There are exceptions of course, but the unequal pay has nothing to do with skill as far as I'm concerned.

1 comments

A lot of managers are more like secretaries and I think they should be compensated as such.

Which is where I fundamentally disagree with you. Optimised database indexes (for example) can be valuable to a company. But if the company lacked a developer who could optimise them, they could get by - they'd just have to get more/faster servers.

You can't throw money at organisational and communication skills in the same way. In fact, doing so usually makes it worse. If you don't have managers that know the company, can interact with other stakeholders and otherwise just manage people, you're screwed.

If you think that kind of stuff is secretarial work then I could just as easily counter by saying that development is basically just glorified word processing. And should be compensated as such.

>Which is where I fundamentally disagree with you. Optimised database indexes (for example) can be valuable to a company. But if the company lacked a developer who could optimise them, they could get by - they'd just have to get more/faster servers.

Look up complexity theory. There are plenty of cases where hardware will not make up for a poorly written sql query. If the people giving direction don't understand the technology, they will make stupid decisions like thinking that they can fix a bad query by throwing hardware at it.

>You can't throw money at organisational and communication skills in the same way.

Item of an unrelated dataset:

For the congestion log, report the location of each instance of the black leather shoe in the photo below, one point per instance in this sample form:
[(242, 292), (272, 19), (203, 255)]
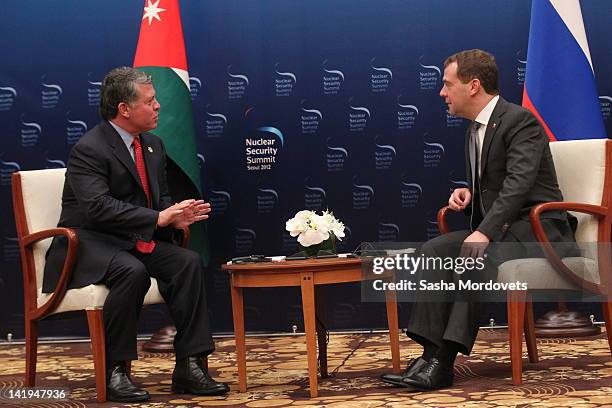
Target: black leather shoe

In fact, doing so usually makes it worse. If you don't have managers that know the company, can interact with other stakeholders and otherwise just manage people, you're screwed.

This statement has done nothing to convince me that managers have skill that is so hard to find as to justify their high wages.

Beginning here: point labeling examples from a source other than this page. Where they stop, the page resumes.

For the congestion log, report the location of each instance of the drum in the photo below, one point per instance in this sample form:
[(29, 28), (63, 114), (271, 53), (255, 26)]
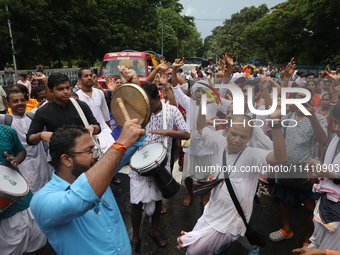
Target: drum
[(151, 161), (13, 187)]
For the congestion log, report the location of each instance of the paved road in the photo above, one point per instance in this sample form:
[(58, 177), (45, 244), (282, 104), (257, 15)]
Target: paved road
[(180, 217)]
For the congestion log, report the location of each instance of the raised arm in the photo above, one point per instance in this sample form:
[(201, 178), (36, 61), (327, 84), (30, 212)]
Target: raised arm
[(178, 62), (290, 68), (279, 154), (158, 68), (101, 174)]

You certainly need managers, but I think it best if you pick a suitable engineer for this role precisely to avoid the database example you just provided. An engineering manager should get a higher pay than their peers, because they are not only experts in the domain but also have some people skills.

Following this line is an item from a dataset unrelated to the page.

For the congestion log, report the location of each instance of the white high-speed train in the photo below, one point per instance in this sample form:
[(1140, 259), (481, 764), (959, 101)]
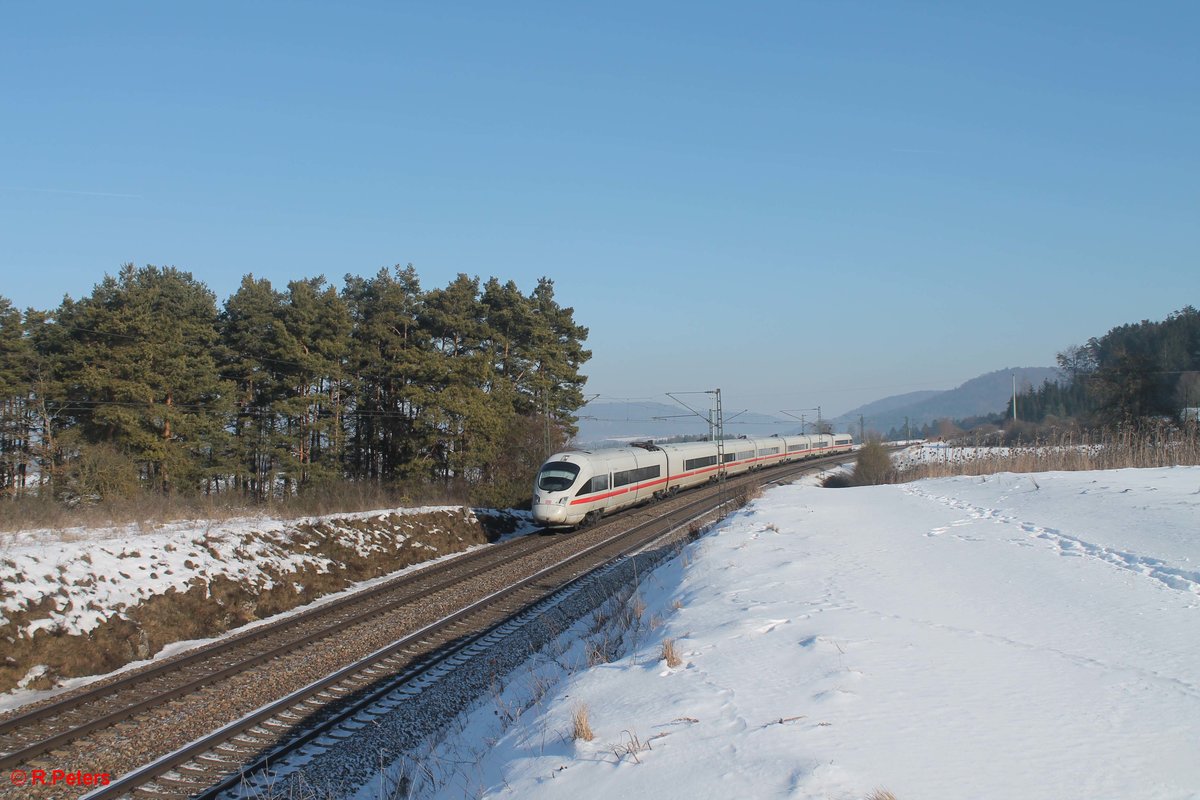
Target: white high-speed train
[(577, 487)]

But a non-expert manager? Their only skill is communicating and giving orders? This is role that should ideally go away.

Frequently, especially in smaller (<500 staff) organisations, the communication and organisation is better handled by developers and, as projects get bigger, supplemented by project managers.

Every communication layer you add to this mix has an enourmous cost. It is a bit like playing Chinese Whispers.

I think the first level of important management is managing teams of teams or portfolios of projects

It's true. Once an email hits a certain point where managers get CC'd--that's usually the point where creativity shuts down.